Decreto Sostegno: "Oltre un miliardo di euro per la cultura". E cosa chiedono le associazioni

Il ministro Franceschini: “indennità di 2.400 euro per tutti i lavoratori dello spettacolo”. Le richieste dalle Associazioni del Patto per le Arti Performative

Ritratto di un teatro vuoto

Ritratto di un teatro vuoto

Redazione 24 marzo 2021

In risposta alle richieste dei lavoratori dello spettacolo e a seguito delle proteste a suon di lirica, archi e ottoni nelle principali piazze d’Italia per la riapertura in sicurezza dei teatri e di tutti i luoghi dello spettacolo dal vivo, arriva il Decreto Sostegno 2021 in favore della cultura, approvato e firmato dal Presidente del Consiglio dei ministri Mario Draghi. Si parla di 32 miliardi di euro per imprese e lavoratori, di cui 1 miliardo destinato alla cultura. 

In particolare, si legge in una nota, "con oltre 200 milioni di euro, verrà devoluta una indennità straordinaria di 2.400 euro per tutti i lavoratori dello spettacolo, con una platea di beneficiari allargata”. Quattrocento milioni di euro, continua la nota, "andranno ad alimentare i fondi di emergenza esistenti, secondo questa ripartizione: 80 milioni di euro verranno destinati al sostegno dei musei statali, 200 milioni di euro al fondo di parte corrente per il sostegno del cinema e dello spettacolo e 120 milioni di euro al fondo per il sostegno delle imprese e delle istituzioni culturali". Queste risorse "potranno fornire ulteriore sostegno a operatori e lavoratori di questi settori". 
Così ha commentato il ministro della Cultura Dario Franceschini: “il decreto contiene importanti misure per il mondo della cultura, che aggiungono oltre un miliardo di euro alle risorse finora stanziate per sostenere un settore duramente colpito dalla pandemia. Spettacolo, cinema e musei sono in grande sofferenza per la perdurante chiusura imposta dalle misure di contenimento del contagio e meritano ogni sostegno, perché esprimono parte notevole della nostra identità".

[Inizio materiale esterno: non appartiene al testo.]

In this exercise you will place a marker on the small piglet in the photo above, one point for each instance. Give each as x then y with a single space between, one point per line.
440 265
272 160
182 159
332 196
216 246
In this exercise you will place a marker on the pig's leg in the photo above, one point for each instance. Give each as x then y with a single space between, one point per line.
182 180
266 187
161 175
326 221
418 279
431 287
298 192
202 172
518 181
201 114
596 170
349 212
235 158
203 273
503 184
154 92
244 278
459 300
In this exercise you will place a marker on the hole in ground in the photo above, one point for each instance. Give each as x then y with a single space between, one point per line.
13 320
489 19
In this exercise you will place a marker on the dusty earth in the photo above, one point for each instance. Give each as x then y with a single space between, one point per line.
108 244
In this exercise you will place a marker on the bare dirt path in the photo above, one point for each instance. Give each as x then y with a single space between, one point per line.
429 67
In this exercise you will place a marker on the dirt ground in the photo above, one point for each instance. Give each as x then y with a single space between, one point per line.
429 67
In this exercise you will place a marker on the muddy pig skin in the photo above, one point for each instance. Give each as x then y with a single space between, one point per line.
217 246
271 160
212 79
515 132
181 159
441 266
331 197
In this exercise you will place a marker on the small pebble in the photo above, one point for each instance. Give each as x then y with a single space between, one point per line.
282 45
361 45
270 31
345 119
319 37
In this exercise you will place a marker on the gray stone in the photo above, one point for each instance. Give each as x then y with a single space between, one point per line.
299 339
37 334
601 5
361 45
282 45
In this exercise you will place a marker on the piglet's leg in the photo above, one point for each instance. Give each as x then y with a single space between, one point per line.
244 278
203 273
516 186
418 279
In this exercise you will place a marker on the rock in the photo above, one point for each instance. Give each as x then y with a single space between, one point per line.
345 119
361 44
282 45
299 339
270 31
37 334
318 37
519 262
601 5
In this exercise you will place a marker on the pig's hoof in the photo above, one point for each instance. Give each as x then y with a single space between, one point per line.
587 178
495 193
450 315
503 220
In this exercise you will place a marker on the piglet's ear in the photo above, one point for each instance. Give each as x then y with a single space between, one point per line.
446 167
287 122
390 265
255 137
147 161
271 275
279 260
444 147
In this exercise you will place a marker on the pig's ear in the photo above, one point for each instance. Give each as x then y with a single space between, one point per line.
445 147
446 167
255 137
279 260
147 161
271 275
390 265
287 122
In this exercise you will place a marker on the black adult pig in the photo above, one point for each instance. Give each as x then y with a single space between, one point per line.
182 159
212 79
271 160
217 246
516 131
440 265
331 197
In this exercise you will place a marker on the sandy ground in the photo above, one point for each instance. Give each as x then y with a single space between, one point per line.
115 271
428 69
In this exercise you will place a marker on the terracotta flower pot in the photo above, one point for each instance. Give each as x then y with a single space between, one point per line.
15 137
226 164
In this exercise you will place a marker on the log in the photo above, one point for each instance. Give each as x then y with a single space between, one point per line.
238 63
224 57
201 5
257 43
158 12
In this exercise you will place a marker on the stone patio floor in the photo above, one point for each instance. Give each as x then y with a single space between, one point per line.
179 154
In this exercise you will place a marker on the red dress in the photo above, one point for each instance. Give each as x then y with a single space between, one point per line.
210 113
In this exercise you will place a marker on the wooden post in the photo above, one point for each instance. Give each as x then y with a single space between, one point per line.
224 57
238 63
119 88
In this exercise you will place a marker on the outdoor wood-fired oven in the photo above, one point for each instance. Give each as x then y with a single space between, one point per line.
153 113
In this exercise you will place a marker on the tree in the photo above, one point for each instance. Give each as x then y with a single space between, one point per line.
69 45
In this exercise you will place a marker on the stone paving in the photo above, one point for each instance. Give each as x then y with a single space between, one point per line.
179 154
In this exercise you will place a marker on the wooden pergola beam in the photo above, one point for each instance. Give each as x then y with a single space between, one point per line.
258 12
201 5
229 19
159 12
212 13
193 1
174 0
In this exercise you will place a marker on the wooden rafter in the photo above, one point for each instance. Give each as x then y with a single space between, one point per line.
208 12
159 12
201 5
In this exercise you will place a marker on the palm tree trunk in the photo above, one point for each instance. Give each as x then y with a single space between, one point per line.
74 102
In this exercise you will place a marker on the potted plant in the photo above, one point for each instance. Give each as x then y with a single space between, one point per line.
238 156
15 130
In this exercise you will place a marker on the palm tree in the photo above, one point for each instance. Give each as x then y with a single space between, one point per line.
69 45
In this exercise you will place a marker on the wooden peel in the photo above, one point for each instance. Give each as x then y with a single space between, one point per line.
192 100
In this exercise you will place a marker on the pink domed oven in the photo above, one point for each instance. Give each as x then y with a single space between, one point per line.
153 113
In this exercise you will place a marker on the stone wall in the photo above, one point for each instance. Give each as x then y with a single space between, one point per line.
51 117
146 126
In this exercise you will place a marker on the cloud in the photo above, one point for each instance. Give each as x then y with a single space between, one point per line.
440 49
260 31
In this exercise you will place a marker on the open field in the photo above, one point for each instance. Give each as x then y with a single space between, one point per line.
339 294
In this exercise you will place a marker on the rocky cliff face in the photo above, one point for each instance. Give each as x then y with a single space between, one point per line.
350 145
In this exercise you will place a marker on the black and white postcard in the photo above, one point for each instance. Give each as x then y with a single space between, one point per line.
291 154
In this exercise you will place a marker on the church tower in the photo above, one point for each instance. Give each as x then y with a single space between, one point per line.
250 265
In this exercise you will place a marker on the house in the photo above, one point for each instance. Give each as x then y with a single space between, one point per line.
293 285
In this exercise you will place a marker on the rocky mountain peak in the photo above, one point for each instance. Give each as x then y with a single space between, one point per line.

Qualcun altro si domanda se un miliardo di euro saranno sufficienti per risollevare il settore dello spettacolo. Ecco alcune delle richieste dalle Associazioni del Patto per le Arti Performative, in rappresentanza di circa 1.000 imprese e oltre 20.000 lavoratori dello spettacolo:
“Chiediamo che venga stabilito un graduale programma di riapertura che tenga conto delle difficoltà contingenti, che possa permettere a tutto il settore di risollevarsi. Riteniamo ragionevole una ripresa delle attività di spettacolo negli spazi all’aperto dal mese di maggio e negli spazi al chiuso dal mese di settembre”. E poi, “chiediamo che la riapertura degli spazi, quando sarà possibile, venga accompagnata da una importante campagna promozionale, con la quale lo Stato e le Regioni contribuiscano a ristabilire un clima idoneo a rassicurare il pubblico”.  
Di seguito, cosa chiedono le associazioni punto per punto.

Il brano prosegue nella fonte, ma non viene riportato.